Hollande / Morano, même bateau ?

16/01/2016 12:32

 

Hollande/Morano, même bateau ?

Madame Morano, a , si je me reporte à sa fiche d’Internet, porté « Pucelle » comme nom de jeune fille. Elle a dû de ce fait subir de nombreuses moqueries et a sans doute compris très vite que la meilleure défense est l’attaque. Elle en a fait son mode de vie : elle attaque tout azimut, se rangeant en politique derrière le modèle du genre, Sarkozy & Cie.

Ainsi cette dame a, si ma réflexion est valable, sans doute beaucoup d’excuses. Si elle habitait, jeune, dans ces barres du « Haut du lièvre à Nancy, on peut la comprendre. N’empêche que dégainer instinctivement sur tout ce qui bouge altère son jugement. Ainsi confier sur LCP : « ces gens-là mériteraient de passer au poteau d’exécution.", en parlant des terroristes, c’est parler comme tout revanchard, comme Pasqua, ce ministre de l’Intérieur qui, voulant terroriser les terroristes, s’identifiait à eux en prenant les mêmes armes.

« Ces gens-là mériteraient de passer au poteau d’exécution ». Que ce jugement est terrible qui va à l’encontre de tout sentiment humain, proclamé dans la chartre des droits de l’homme et dans le cœur de tout être normalement constitué, ce qui exclut les malades mentaux, Daesh, EI & cie.

Personne ne mérite de passer au poteau d’exécution, pas même ces malades de la peste mentale qui sèment leur pathologie dans le cœur d’adolescents.

Les adolescents sont ces personnes « qui n’ont pas fini de grandir » et qui découvrent, étonnés,  le monde des adultes, et que leur générosité pousse à vouloir innocemment  transformer. Leur désir d’absolu en fait des saints ou des terroristes.

Des saints. Je pense à Saint-Exupéry qui à travers le Petit Prince portait sur le comportement des adultes un regard stupéfait. Cet homme d’exception a été fidèle à son idéal en risquant sa vie pour porter de part et d’autres des continents les messages qui unissaient  hommes et sociétés, ou pour ensuite combattre le nazisme à en  mourir. Il est de ces idéalistes qui sont morts pour défendre une cause qu’ils estimaient noble. Mais pas Kamikazes pour autant. Cet homme aimait, ô combien, la vie.

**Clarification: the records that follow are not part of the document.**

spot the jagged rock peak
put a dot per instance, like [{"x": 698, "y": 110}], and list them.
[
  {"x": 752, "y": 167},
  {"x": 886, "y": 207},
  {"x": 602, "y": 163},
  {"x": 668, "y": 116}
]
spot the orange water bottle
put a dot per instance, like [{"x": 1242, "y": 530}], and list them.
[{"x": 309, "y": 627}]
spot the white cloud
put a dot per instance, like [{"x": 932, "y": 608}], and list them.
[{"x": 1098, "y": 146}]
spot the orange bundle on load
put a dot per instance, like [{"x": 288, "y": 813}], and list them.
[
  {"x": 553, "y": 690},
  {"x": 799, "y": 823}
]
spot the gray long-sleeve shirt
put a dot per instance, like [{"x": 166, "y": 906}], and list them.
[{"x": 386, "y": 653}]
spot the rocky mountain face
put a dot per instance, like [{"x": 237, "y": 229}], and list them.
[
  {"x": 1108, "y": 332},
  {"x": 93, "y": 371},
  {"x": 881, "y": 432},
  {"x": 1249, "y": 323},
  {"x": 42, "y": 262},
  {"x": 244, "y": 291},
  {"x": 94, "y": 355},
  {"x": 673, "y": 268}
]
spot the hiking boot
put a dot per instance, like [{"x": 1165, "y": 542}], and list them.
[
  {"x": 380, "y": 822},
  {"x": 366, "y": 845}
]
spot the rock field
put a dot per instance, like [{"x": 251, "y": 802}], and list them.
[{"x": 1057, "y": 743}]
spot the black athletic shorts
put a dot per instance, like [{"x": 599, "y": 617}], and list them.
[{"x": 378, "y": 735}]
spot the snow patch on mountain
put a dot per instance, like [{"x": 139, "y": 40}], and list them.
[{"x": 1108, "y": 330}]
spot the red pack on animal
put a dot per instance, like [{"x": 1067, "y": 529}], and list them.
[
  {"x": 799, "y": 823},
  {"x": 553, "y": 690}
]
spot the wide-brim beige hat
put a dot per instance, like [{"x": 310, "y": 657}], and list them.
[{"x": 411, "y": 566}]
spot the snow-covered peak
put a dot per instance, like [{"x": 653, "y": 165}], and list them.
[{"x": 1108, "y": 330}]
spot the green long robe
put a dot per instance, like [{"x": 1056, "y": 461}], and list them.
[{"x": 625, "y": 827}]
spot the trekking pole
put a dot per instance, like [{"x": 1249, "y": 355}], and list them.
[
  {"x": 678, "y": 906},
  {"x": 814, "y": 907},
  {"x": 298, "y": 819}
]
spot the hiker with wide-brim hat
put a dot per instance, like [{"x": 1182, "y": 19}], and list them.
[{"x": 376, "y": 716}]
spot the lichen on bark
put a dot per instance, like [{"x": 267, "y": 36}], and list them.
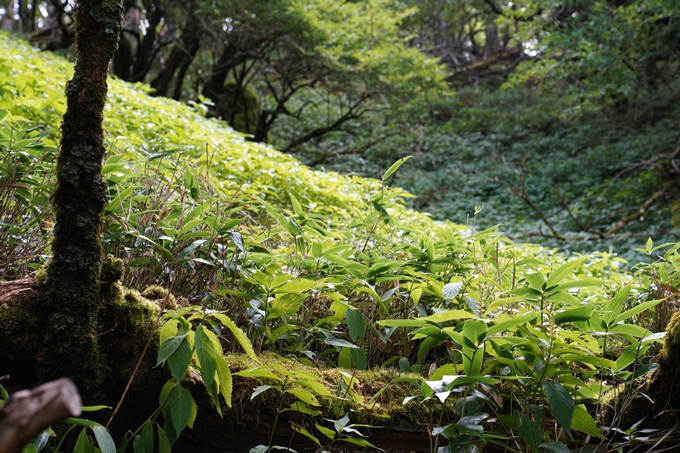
[{"x": 72, "y": 303}]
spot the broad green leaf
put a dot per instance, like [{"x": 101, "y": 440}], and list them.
[
  {"x": 615, "y": 306},
  {"x": 575, "y": 314},
  {"x": 296, "y": 204},
  {"x": 637, "y": 309},
  {"x": 261, "y": 372},
  {"x": 420, "y": 322},
  {"x": 460, "y": 380},
  {"x": 630, "y": 329},
  {"x": 395, "y": 166},
  {"x": 318, "y": 387},
  {"x": 475, "y": 331},
  {"x": 628, "y": 356},
  {"x": 583, "y": 422},
  {"x": 448, "y": 315},
  {"x": 561, "y": 404},
  {"x": 531, "y": 431},
  {"x": 358, "y": 358},
  {"x": 305, "y": 396},
  {"x": 238, "y": 334},
  {"x": 512, "y": 322},
  {"x": 451, "y": 290},
  {"x": 181, "y": 408},
  {"x": 554, "y": 447},
  {"x": 578, "y": 284},
  {"x": 145, "y": 440},
  {"x": 83, "y": 443},
  {"x": 207, "y": 356},
  {"x": 326, "y": 432},
  {"x": 106, "y": 444},
  {"x": 561, "y": 272},
  {"x": 169, "y": 329},
  {"x": 163, "y": 441},
  {"x": 299, "y": 406},
  {"x": 304, "y": 432},
  {"x": 286, "y": 305},
  {"x": 180, "y": 360},
  {"x": 169, "y": 347},
  {"x": 536, "y": 281}
]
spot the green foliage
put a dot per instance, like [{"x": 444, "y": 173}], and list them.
[{"x": 335, "y": 270}]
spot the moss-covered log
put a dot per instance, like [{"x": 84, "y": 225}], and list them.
[
  {"x": 125, "y": 321},
  {"x": 72, "y": 302}
]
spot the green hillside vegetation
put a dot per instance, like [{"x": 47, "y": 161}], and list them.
[{"x": 494, "y": 343}]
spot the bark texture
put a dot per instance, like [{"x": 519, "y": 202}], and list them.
[
  {"x": 72, "y": 303},
  {"x": 28, "y": 412}
]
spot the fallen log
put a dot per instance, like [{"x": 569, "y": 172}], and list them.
[{"x": 29, "y": 412}]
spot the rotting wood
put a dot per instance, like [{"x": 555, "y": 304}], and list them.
[{"x": 29, "y": 412}]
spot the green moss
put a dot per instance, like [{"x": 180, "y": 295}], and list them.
[
  {"x": 159, "y": 295},
  {"x": 384, "y": 409}
]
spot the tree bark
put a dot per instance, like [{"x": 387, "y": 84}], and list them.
[
  {"x": 72, "y": 302},
  {"x": 28, "y": 412}
]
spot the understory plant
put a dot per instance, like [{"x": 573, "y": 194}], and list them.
[{"x": 517, "y": 344}]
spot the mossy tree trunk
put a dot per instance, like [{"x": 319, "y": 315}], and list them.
[{"x": 72, "y": 302}]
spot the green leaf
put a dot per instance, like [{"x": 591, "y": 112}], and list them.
[
  {"x": 83, "y": 443},
  {"x": 561, "y": 272},
  {"x": 305, "y": 396},
  {"x": 460, "y": 380},
  {"x": 207, "y": 356},
  {"x": 420, "y": 322},
  {"x": 583, "y": 313},
  {"x": 637, "y": 309},
  {"x": 163, "y": 441},
  {"x": 536, "y": 281},
  {"x": 615, "y": 306},
  {"x": 286, "y": 305},
  {"x": 512, "y": 322},
  {"x": 554, "y": 447},
  {"x": 224, "y": 379},
  {"x": 296, "y": 204},
  {"x": 355, "y": 324},
  {"x": 304, "y": 432},
  {"x": 106, "y": 444},
  {"x": 261, "y": 372},
  {"x": 583, "y": 422},
  {"x": 318, "y": 387},
  {"x": 360, "y": 442},
  {"x": 451, "y": 290},
  {"x": 168, "y": 348},
  {"x": 531, "y": 431},
  {"x": 475, "y": 332},
  {"x": 325, "y": 431},
  {"x": 182, "y": 407},
  {"x": 561, "y": 404},
  {"x": 447, "y": 315},
  {"x": 145, "y": 441},
  {"x": 395, "y": 166},
  {"x": 238, "y": 334},
  {"x": 180, "y": 360}
]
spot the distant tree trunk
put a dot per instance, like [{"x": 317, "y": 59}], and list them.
[
  {"x": 181, "y": 57},
  {"x": 72, "y": 301},
  {"x": 29, "y": 412}
]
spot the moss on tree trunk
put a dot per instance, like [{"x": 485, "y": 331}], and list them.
[{"x": 72, "y": 303}]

Des terroristes. Que ce mot terrifiant couvre tellement facilement nos propres lâchetés. Le terme ainsi qu’il est forgé et utilisé par les politiques et leurs relais, la presse, instille effroi et angoisse. Pour Poutine, un Ukrainien est un terroriste qui défend un morceau de son territoire national que le tyran veut voler. Pour les dirigeants chinois, un terroriste est ce journaliste défenseur des droits de l’homme que la police doit bâillonner. Pour la Gestapo, Jean Moulin était un terroriste qu’il était bon de torturer à mort.

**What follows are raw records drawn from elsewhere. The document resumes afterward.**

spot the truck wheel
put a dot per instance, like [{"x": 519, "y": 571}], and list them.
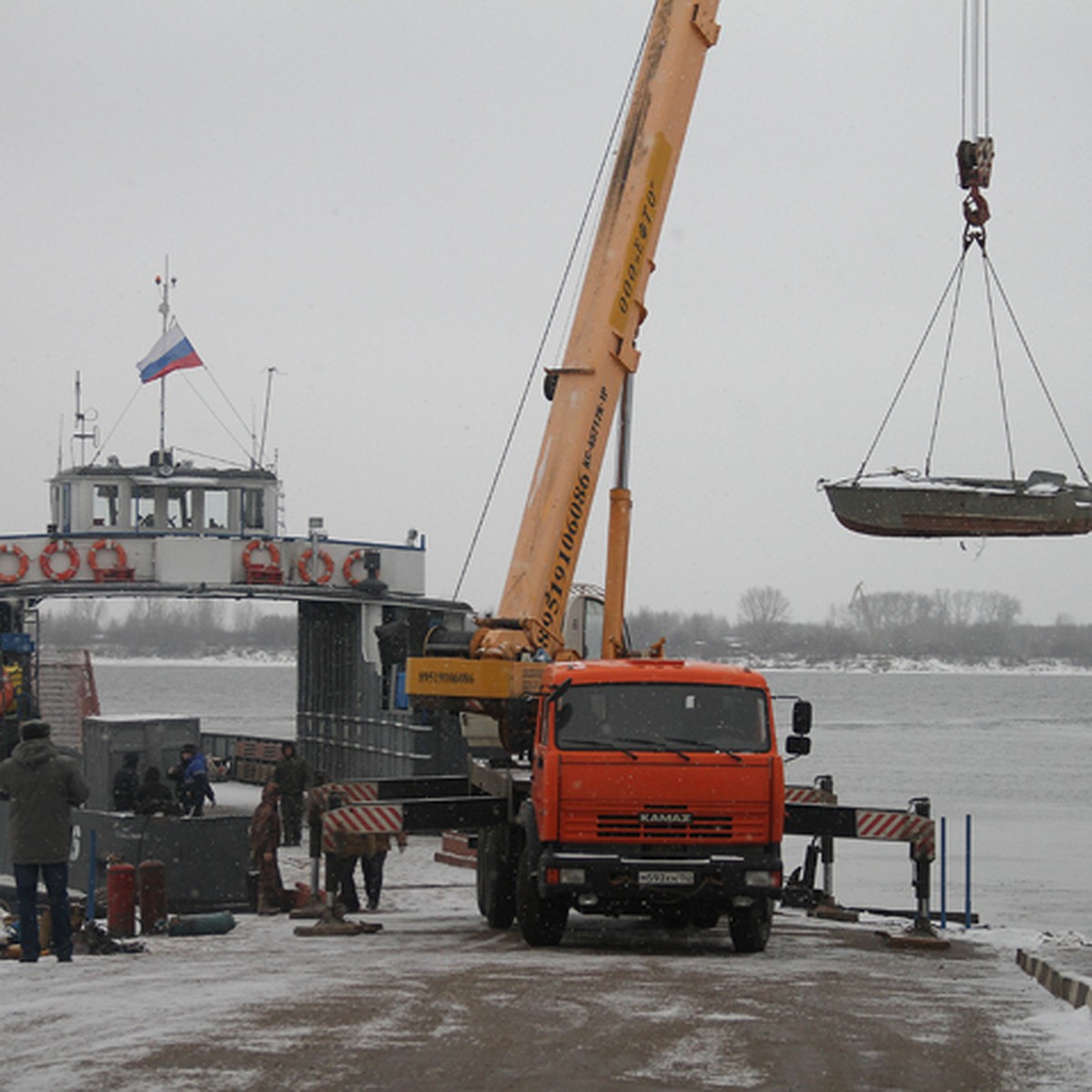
[
  {"x": 541, "y": 921},
  {"x": 704, "y": 917},
  {"x": 751, "y": 925},
  {"x": 496, "y": 883}
]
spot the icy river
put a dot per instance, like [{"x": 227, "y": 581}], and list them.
[{"x": 1013, "y": 751}]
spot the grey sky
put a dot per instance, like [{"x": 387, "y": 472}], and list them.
[{"x": 378, "y": 200}]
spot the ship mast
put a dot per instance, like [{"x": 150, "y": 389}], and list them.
[{"x": 167, "y": 283}]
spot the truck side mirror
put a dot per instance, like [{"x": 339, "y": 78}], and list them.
[{"x": 802, "y": 718}]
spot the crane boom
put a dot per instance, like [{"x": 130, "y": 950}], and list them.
[{"x": 600, "y": 356}]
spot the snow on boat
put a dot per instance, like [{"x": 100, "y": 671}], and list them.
[{"x": 910, "y": 505}]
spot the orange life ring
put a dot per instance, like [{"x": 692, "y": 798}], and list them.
[
  {"x": 103, "y": 544},
  {"x": 305, "y": 569},
  {"x": 25, "y": 561},
  {"x": 354, "y": 556},
  {"x": 258, "y": 544},
  {"x": 46, "y": 561}
]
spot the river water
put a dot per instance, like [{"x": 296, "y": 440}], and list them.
[{"x": 1011, "y": 751}]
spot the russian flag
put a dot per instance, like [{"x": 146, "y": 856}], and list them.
[{"x": 170, "y": 353}]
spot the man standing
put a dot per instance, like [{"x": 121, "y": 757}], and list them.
[
  {"x": 43, "y": 787},
  {"x": 293, "y": 778},
  {"x": 196, "y": 787},
  {"x": 265, "y": 839}
]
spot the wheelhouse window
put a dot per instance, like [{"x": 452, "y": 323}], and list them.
[
  {"x": 666, "y": 715},
  {"x": 106, "y": 506},
  {"x": 254, "y": 509},
  {"x": 216, "y": 509}
]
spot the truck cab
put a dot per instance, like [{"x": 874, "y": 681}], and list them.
[{"x": 656, "y": 790}]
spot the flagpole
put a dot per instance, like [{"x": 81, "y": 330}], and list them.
[{"x": 165, "y": 311}]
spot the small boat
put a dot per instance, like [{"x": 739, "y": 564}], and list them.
[{"x": 911, "y": 505}]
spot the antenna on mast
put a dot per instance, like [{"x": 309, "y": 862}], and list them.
[
  {"x": 82, "y": 434},
  {"x": 167, "y": 283},
  {"x": 270, "y": 372}
]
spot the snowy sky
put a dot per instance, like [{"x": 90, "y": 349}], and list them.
[{"x": 378, "y": 200}]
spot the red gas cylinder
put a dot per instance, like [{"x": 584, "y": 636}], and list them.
[
  {"x": 152, "y": 890},
  {"x": 120, "y": 900}
]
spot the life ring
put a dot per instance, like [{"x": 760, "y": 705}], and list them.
[
  {"x": 25, "y": 561},
  {"x": 103, "y": 544},
  {"x": 354, "y": 556},
  {"x": 258, "y": 544},
  {"x": 305, "y": 569},
  {"x": 46, "y": 561}
]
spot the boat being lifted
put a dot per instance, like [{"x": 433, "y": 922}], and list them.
[{"x": 906, "y": 503}]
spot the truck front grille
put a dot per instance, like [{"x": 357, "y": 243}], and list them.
[{"x": 632, "y": 828}]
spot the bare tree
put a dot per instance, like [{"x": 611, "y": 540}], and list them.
[{"x": 763, "y": 607}]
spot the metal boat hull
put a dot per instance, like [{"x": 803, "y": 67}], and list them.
[{"x": 933, "y": 508}]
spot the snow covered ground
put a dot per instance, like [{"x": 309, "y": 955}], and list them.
[{"x": 438, "y": 1000}]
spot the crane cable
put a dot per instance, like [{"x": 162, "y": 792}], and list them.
[
  {"x": 975, "y": 157},
  {"x": 611, "y": 146}
]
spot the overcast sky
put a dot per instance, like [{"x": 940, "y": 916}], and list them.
[{"x": 378, "y": 200}]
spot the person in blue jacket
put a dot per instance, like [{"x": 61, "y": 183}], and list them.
[{"x": 196, "y": 787}]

Et pour nous, citoyens français de 2016, qu’est-ce qu’un terroriste ?

C’est un jeune, plutôt de milieu pauvre, plutôt sans perspective d’avenir, sans idéal offert qui mériterait d’y consacrer sa vie, sans métier, condamné à mort des sa naissance par une société égoïste qui a oublié ses vertus républicaines : Liberté ? Nos prisons sont saturées par une immense majorité de pauvres. Egalité ? Un patron comme Gattaz touche en un jour ce que dix salariés gagneront en un mois. (je n’ai pas pris la peine de vérifier). Fraternité ? « Un terroriste, ça mériterait le poteau d’exécution ! »

Madame Morano, selon votre fiche sur Internet, vous avez trois enfants. Je ne sais comment vous les avez élevés, quel chemin ils ont décidé de prendre, mais tout parent, et je le sais moi-même, sait combien est difficile pour nos jeunes le passage entre l’état d’enfant à celui d’adulte, ou tout semble possible, le pire et le meilleur. Nous sommes partagés entre le dressage que nous réservons aux animaux, et élevage qu’il s’agirait de pratiquer avec les enfants. Les élever du niveau de l’enfant, à celui de responsable ? Et ça n’est pas facile.

Alors, Madame Morano, si par malheur un de vos enfants, ou les trois, prenaient un chemin autre que le vôtre, qui vous les ferait qualifier de « terroristes », souhaiteriez-vous pour eux, malheureusement faute de poteau d’exécution, la prison à vie ?

Personne, pas même un de ces fous de leur prétendu dieu, parce que irresponsables par définition, ne mérite un tel sort.

Simplement parce qu’ils (elles) font partie de la famille humaine.